Below-target money market rates could impede the BoC’s ability to deliver a so-called micro rate cut of less than 25 basis points without risking some rates turning negative, according to analysts. The BoC has indicated it could cut its already record low benchmark rate of 0.25% but keep it in positive territory if the economy weakens.
“QE was so large that it created so much cash, that it’s sitting in the system,” said Ian Pollick, global head, FICC strategy at CIBC Capital Markets. “That is putting a lot of downward pressure on very short-term interest rates.”

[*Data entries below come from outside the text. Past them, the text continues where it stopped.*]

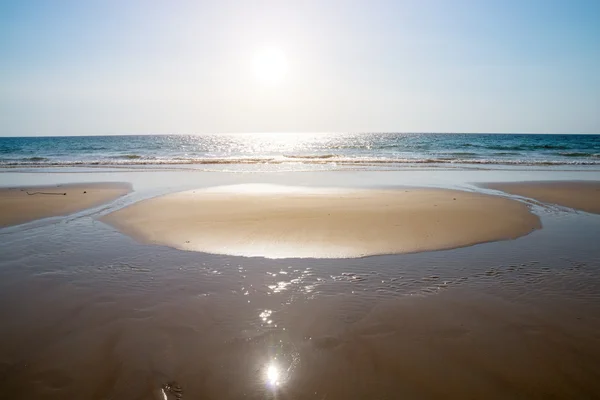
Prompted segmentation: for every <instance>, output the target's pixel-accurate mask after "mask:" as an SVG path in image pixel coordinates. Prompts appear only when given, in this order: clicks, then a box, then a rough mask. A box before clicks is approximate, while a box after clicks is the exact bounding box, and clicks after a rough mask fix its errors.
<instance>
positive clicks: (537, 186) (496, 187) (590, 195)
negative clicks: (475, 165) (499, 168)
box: [482, 181, 600, 214]
mask: <svg viewBox="0 0 600 400" xmlns="http://www.w3.org/2000/svg"><path fill="white" fill-rule="evenodd" d="M482 186H483V187H487V188H489V189H495V190H501V191H503V192H506V193H510V194H515V195H517V196H523V197H529V198H532V199H535V200H538V201H541V202H543V203H553V204H558V205H560V206H565V207H569V208H574V209H577V210H582V211H586V212H589V213H595V214H600V182H594V181H592V182H586V181H579V182H577V181H563V182H561V181H554V182H509V183H489V184H485V185H482Z"/></svg>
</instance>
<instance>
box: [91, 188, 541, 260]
mask: <svg viewBox="0 0 600 400" xmlns="http://www.w3.org/2000/svg"><path fill="white" fill-rule="evenodd" d="M101 221H103V222H106V223H108V224H110V225H112V226H114V227H116V228H117V229H119V230H120V231H121V232H123V233H125V234H127V235H129V236H132V237H133V238H135V239H137V240H138V241H141V242H143V243H153V244H160V245H167V246H170V247H174V248H177V249H180V250H193V251H199V252H205V253H213V254H227V255H237V256H248V257H254V256H259V257H267V258H297V257H299V258H356V257H365V256H371V255H382V254H402V253H414V252H423V251H433V250H444V249H452V248H458V247H465V246H471V245H474V244H479V243H486V242H493V241H499V240H508V239H516V238H518V237H520V236H524V235H527V234H529V233H531V232H532V231H534V230H537V229H540V228H541V222H540V220H539V217H538V216H536V215H535V214H533V213H531V212H530V210H529V208H528V207H527V205H525V204H523V203H521V202H518V201H515V200H512V199H507V198H504V197H501V196H491V195H486V194H483V193H477V192H467V191H459V190H451V189H436V188H415V187H407V188H405V189H397V190H391V189H389V190H375V189H371V190H368V189H352V190H350V189H325V188H301V187H290V186H279V185H234V186H227V187H217V188H209V189H203V190H192V191H185V192H179V193H172V194H168V195H164V196H160V197H156V198H152V199H148V200H144V201H141V202H138V203H135V204H133V205H130V206H128V207H125V208H123V209H120V210H118V211H115V212H113V213H111V214H108V215H106V216H104V217H102V218H101Z"/></svg>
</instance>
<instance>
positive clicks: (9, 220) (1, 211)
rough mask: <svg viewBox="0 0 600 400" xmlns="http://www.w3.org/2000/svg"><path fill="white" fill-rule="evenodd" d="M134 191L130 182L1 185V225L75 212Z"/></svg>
mask: <svg viewBox="0 0 600 400" xmlns="http://www.w3.org/2000/svg"><path fill="white" fill-rule="evenodd" d="M130 191H131V185H130V184H127V183H81V184H67V185H54V186H35V187H19V188H3V189H0V228H2V227H6V226H11V225H18V224H23V223H25V222H30V221H34V220H36V219H40V218H47V217H56V216H60V215H67V214H72V213H75V212H77V211H81V210H85V209H86V208H91V207H95V206H98V205H101V204H104V203H107V202H109V201H112V200H114V199H116V198H118V197H120V196H123V195H125V194H127V193H129V192H130Z"/></svg>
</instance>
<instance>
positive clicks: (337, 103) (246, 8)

He expects the Canadian central bank to taper its QE purchases in April when it releases its next monetary policy report.
CORRA, a measure of the cost of collateralized overnight lending between banks in Canada, tumbled to as low as 0.13% last week, having set below 0.25% since October, while Canada’s 3-month treasury bill yield has touched a record low of 0.05%. Reduced supply has also weighed on T-bill yields.
Settlement balances with financial institutions, or reserves, that the BoC creates to pay for bond purchases have jumped to about C$350 billion ($272 billion) from less than C$1 billion last March when the central bank’s first QE program was announced to support the economy during the COVID-19 crisis.